There's no inherent guarantee in Word2Vec/Doc2Vec that the generated set of vectors is symmetrically distributed around the origin point. They could be disproportionately in some directions, which would yield the results you've seen.
In a few tests I just did on the toy-sized dataset ('lee corpus') used in the bundled gensim docs/notebooks/doc2vec-lee.ipynb
notebook, checking the cosine-similarities of all documents against the first document, it vaguely seems that:
- using hierarchical-softmax rather than negative sampling (
hs=1, negative=0
) yields a balance between >0.0 and <0.0 cosine-similarities that is closer-to (but not yet quite) half and half
- using a smaller number of negative samples (such as
negative=1
) yields a more balanced set of results; using a larger number (such as negative=10
) yields relatively more >0.0 cosine-similarities
While not conclusive, this is mildly suggestive that the arrangement of vectors may be influenced by the negative
parameter. Specifically, typical negative-sampling parameters, such as the default negative=5
, mean words will be trained more times as non-targets, than as positive targets. That might push the preponderance of final coordinates in one direction. (More testing on larger datasets and modes, and more analysis of how the model setup could affect final vector positions, would be necessary to have more confidence in this idea.)

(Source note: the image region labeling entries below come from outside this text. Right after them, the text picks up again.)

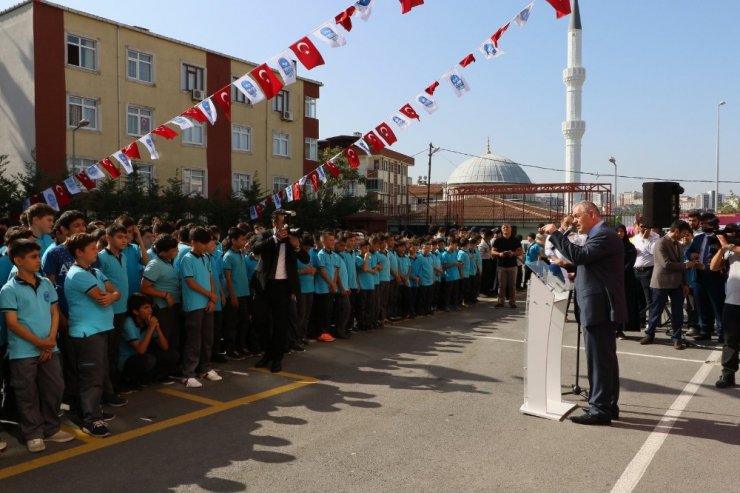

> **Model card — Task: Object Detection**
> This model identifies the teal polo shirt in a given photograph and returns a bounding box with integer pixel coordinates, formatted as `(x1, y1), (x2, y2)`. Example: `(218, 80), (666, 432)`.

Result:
(64, 264), (113, 337)
(98, 248), (129, 315)
(224, 250), (250, 298)
(180, 251), (215, 312)
(144, 254), (182, 308)
(0, 274), (59, 359)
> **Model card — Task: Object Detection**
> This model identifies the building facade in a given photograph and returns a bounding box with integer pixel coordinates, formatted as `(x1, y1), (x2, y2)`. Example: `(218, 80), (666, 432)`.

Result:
(0, 1), (321, 196)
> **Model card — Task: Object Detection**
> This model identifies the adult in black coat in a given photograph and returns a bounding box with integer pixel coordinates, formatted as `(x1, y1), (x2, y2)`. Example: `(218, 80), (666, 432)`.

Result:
(251, 209), (310, 373)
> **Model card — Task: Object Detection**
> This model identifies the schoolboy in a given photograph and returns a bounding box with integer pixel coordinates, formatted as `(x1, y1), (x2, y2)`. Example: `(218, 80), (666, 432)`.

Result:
(0, 240), (74, 452)
(64, 233), (121, 438)
(180, 227), (221, 388)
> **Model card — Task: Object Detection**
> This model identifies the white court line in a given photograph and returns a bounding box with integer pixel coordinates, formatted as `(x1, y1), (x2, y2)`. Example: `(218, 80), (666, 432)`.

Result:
(612, 351), (722, 493)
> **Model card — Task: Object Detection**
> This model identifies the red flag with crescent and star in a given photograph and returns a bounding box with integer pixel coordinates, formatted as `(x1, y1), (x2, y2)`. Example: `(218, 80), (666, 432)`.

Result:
(290, 36), (324, 70)
(375, 122), (398, 145)
(212, 84), (231, 121)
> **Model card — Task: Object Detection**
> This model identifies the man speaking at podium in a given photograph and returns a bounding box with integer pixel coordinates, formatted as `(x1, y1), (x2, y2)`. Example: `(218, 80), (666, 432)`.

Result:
(545, 202), (627, 425)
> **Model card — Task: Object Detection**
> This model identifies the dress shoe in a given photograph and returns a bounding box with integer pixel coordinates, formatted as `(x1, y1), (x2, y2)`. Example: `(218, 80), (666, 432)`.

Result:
(254, 356), (270, 368)
(570, 413), (612, 426)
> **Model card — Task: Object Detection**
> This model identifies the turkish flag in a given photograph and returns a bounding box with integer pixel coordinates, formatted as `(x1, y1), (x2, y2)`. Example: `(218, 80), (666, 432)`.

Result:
(249, 63), (283, 99)
(401, 0), (424, 14)
(398, 103), (421, 121)
(344, 147), (360, 169)
(375, 122), (398, 145)
(214, 84), (231, 121)
(460, 53), (475, 68)
(492, 22), (511, 47)
(152, 125), (177, 140)
(121, 142), (141, 159)
(182, 106), (208, 123)
(363, 130), (385, 154)
(290, 36), (324, 70)
(75, 170), (95, 190)
(52, 183), (72, 208)
(98, 158), (121, 178)
(547, 0), (571, 19)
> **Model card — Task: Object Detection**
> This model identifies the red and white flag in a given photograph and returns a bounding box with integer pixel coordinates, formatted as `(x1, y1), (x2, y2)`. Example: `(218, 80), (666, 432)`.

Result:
(414, 92), (439, 115)
(290, 36), (324, 70)
(547, 0), (571, 19)
(311, 22), (347, 48)
(249, 63), (283, 99)
(139, 134), (159, 159)
(443, 68), (470, 98)
(214, 84), (231, 121)
(234, 74), (265, 105)
(98, 158), (121, 178)
(269, 50), (297, 86)
(375, 122), (398, 146)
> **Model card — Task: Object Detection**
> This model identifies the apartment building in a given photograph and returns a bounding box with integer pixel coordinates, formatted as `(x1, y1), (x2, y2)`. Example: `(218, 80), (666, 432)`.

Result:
(0, 1), (322, 196)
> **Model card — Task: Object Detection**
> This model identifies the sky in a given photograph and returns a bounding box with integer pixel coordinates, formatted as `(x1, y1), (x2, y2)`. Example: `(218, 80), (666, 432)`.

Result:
(0, 0), (740, 194)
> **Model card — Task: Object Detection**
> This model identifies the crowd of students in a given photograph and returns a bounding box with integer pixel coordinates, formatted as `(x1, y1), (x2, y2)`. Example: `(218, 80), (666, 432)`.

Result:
(0, 204), (523, 452)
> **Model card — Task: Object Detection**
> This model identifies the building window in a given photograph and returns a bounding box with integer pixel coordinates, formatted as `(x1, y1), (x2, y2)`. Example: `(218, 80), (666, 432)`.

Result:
(182, 122), (204, 146)
(272, 91), (290, 113)
(126, 106), (152, 137)
(67, 96), (98, 130)
(180, 63), (206, 91)
(67, 34), (98, 70)
(272, 132), (290, 157)
(304, 138), (319, 161)
(182, 168), (206, 197)
(231, 125), (252, 151)
(231, 173), (252, 194)
(272, 176), (290, 193)
(305, 96), (318, 118)
(126, 50), (154, 83)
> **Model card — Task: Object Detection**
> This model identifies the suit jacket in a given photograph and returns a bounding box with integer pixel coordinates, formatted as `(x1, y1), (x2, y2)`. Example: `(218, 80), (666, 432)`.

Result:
(252, 230), (310, 296)
(650, 235), (686, 289)
(550, 224), (627, 327)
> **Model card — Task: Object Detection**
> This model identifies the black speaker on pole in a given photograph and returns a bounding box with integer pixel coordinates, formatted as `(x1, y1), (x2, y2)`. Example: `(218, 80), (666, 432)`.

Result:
(642, 181), (683, 228)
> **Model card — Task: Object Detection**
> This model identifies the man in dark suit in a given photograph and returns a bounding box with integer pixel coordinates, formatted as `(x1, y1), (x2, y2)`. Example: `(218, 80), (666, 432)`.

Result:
(545, 202), (627, 425)
(252, 209), (310, 373)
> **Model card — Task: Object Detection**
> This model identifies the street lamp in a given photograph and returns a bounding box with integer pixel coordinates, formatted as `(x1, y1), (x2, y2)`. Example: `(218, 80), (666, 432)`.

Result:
(609, 156), (618, 216)
(714, 101), (727, 212)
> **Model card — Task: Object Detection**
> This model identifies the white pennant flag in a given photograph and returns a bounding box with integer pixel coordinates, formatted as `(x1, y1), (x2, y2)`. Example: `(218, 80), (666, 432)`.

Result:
(269, 50), (296, 86)
(196, 98), (218, 125)
(64, 176), (82, 195)
(41, 187), (59, 211)
(85, 163), (107, 180)
(112, 151), (134, 178)
(139, 134), (159, 159)
(311, 21), (347, 48)
(167, 116), (195, 130)
(355, 0), (375, 22)
(514, 2), (534, 27)
(443, 68), (470, 98)
(414, 91), (439, 115)
(234, 74), (265, 105)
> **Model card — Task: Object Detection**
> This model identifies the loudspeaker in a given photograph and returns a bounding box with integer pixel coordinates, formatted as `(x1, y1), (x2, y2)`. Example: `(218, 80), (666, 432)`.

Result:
(642, 181), (683, 228)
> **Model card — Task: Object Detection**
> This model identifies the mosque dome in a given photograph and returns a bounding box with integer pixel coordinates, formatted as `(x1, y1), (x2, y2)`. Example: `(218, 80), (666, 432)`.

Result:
(447, 147), (532, 185)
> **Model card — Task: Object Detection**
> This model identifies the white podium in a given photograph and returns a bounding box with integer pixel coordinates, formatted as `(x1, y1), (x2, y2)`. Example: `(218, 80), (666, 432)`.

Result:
(519, 261), (576, 420)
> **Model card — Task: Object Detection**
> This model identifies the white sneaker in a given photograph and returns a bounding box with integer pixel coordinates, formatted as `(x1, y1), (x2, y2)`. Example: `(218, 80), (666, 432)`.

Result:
(183, 377), (203, 389)
(26, 438), (46, 453)
(203, 370), (224, 382)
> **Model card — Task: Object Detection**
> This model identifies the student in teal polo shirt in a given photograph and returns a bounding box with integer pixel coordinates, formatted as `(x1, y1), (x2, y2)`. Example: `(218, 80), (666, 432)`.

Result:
(0, 240), (74, 452)
(64, 233), (121, 438)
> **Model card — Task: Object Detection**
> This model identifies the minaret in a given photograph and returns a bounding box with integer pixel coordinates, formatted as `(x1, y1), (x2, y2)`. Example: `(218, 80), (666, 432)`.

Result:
(562, 0), (586, 183)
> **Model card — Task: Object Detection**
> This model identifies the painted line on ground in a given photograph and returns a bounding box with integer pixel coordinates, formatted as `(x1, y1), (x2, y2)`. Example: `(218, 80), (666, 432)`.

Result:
(612, 351), (722, 493)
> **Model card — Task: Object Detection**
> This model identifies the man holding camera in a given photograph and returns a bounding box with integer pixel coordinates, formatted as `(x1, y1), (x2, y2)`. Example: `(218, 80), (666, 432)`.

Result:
(252, 209), (310, 373)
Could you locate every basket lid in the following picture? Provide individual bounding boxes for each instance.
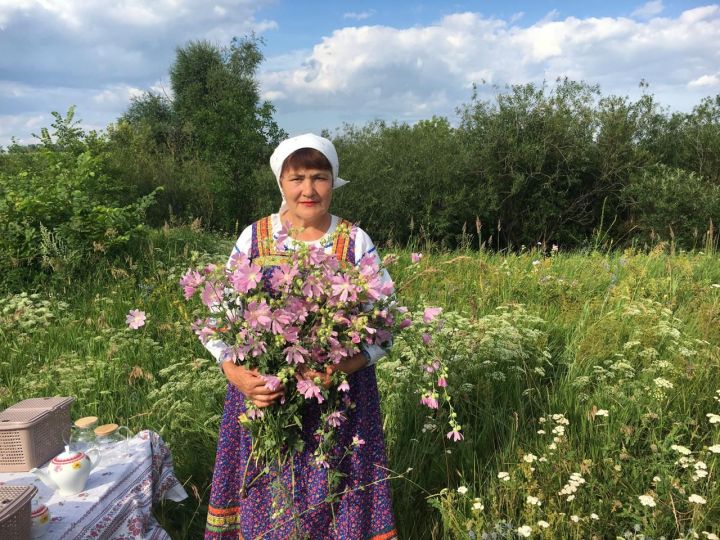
[0,409,52,431]
[95,424,120,437]
[8,397,75,410]
[0,485,37,522]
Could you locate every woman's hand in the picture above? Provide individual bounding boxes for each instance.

If for some reason you wanted a more balanced arrangement of vectors, you could consider transforming their positions, post-training.
There's an interesting recent paper in the word2vec space, "All-but-the-Top: Simple and Effective Postprocessing for Word Representations", that found sets of trained word-vectors don't necessarily have a 0-magnitude mean – they're on average in one direction from the origin. And further, this paper reports that subtracting the common mean (to 're-center' the set), and also removing a few other dominant directions, can improve the vectors' usefulness for certain tasks.
Intuitively, I suspect this 'all-but-the-top' transformation might serve to increase the discriminative 'contrast' in the resulting vectors.
A similar process might yield similar benefits for doc-vectors – and would likely make the full set of cosine-similarities, to any doc-vector, more balanced between >0.0 and <0.0 values.